Despite a wide distribution throughout the Southeastern United States, research on pygmy rattlesnakes (Sistrurus miliarius) has been largely restricted to Florida populations. We studied S. miliarius in a managed forested landscape on an 809-ha state conservation area in Southwest Missouri, near their northern range limit, during 2016 and 2017. We captured 54 individuals of S. miliarius, primarily during evening road driving surveys, and retained 19 (6 males and 13 females: 9 gravid, 4 nongravid) for a radio-telemetry study. Telemetered snakes were relatively sedentary, making short, infrequent movements that resulted in small minimum convex polygon home range estimates (range: 0.01–2.6 ha).

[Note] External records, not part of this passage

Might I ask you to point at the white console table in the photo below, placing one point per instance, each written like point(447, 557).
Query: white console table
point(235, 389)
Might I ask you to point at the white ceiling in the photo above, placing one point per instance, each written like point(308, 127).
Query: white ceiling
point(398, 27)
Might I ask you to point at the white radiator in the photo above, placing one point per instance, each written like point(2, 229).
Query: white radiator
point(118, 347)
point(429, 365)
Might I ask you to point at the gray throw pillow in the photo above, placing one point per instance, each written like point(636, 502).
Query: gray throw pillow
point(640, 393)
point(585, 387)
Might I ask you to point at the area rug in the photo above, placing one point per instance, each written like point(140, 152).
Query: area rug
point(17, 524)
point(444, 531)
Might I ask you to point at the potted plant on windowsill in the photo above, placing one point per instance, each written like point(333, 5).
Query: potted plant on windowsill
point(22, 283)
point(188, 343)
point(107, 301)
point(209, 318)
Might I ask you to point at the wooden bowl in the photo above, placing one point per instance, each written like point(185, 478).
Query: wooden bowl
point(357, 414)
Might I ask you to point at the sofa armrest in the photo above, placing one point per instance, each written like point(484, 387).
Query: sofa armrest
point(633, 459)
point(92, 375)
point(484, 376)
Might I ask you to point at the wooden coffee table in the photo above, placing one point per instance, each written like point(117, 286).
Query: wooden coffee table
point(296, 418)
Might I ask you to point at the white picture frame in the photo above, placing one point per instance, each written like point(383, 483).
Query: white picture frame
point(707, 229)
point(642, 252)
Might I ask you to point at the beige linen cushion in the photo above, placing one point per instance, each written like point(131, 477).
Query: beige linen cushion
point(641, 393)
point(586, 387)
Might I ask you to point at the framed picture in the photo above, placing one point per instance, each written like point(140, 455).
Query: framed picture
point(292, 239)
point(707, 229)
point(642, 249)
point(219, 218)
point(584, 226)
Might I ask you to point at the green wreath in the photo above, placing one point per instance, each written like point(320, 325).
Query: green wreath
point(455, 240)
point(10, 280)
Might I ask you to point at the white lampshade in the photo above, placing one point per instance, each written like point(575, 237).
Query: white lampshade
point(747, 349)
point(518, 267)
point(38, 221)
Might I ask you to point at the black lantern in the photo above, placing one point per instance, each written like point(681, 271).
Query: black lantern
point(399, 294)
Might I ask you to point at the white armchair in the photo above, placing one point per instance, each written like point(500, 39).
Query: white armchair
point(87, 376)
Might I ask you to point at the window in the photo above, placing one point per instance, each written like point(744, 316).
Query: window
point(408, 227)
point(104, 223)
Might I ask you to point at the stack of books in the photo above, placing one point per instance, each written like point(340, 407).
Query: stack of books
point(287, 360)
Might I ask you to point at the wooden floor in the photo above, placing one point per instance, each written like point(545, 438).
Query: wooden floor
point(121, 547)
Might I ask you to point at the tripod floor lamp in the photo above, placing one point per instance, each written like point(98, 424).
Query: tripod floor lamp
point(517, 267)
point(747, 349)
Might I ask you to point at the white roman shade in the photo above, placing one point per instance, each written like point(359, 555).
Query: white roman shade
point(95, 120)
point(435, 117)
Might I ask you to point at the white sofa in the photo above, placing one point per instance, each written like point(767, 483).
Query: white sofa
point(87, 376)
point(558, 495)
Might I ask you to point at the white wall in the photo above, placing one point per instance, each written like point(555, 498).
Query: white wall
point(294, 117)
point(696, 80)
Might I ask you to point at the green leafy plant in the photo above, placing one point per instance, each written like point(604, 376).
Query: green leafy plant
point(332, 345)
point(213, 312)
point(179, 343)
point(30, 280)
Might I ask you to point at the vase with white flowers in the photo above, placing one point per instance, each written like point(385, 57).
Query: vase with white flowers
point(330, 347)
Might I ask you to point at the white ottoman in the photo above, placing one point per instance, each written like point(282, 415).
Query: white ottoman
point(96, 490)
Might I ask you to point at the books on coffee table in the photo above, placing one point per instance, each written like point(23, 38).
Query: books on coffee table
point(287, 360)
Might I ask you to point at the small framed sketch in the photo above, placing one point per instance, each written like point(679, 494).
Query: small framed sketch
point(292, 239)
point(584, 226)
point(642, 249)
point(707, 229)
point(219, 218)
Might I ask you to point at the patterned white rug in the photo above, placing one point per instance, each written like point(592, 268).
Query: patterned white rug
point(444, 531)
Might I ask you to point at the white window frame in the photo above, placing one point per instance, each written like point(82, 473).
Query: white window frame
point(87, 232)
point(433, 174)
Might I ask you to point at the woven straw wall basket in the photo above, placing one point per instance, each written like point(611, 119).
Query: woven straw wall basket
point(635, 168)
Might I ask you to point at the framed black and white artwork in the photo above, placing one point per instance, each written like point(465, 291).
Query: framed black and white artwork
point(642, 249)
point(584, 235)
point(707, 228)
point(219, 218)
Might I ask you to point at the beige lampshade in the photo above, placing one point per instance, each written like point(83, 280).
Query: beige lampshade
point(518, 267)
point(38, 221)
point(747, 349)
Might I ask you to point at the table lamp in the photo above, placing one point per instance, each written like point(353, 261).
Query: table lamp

Reproductive status of females strongly affected activity with mean movement distances and home range sizes of gravid females increasing five-fold following parturition. Parturition dates ranged from August 11–25 and maternal attendance of litters for 1–3 days was observed in five post-partum females. We encountered S. miliarius in all available habitat types, suggesting that habitat selection was mainly occurring at the microhabitat scale. Snakes were very secretive but typically concealed themselves within vegetation (89% of observations) or beneath surface cover (8.5% observations) rather than underground. Snakes selected microhabitats with more vegetative cover and woody debris, and less leaf litter, than random sites. Our S. miliarius used a variety of habitat types suggests that it is well adapted to the Ozarks landscape. We provide novel information on spatial patterns and habitat selection for the ecology of S. miliarius ecology that hopefully will stimulate comparative studies in other geographic regions.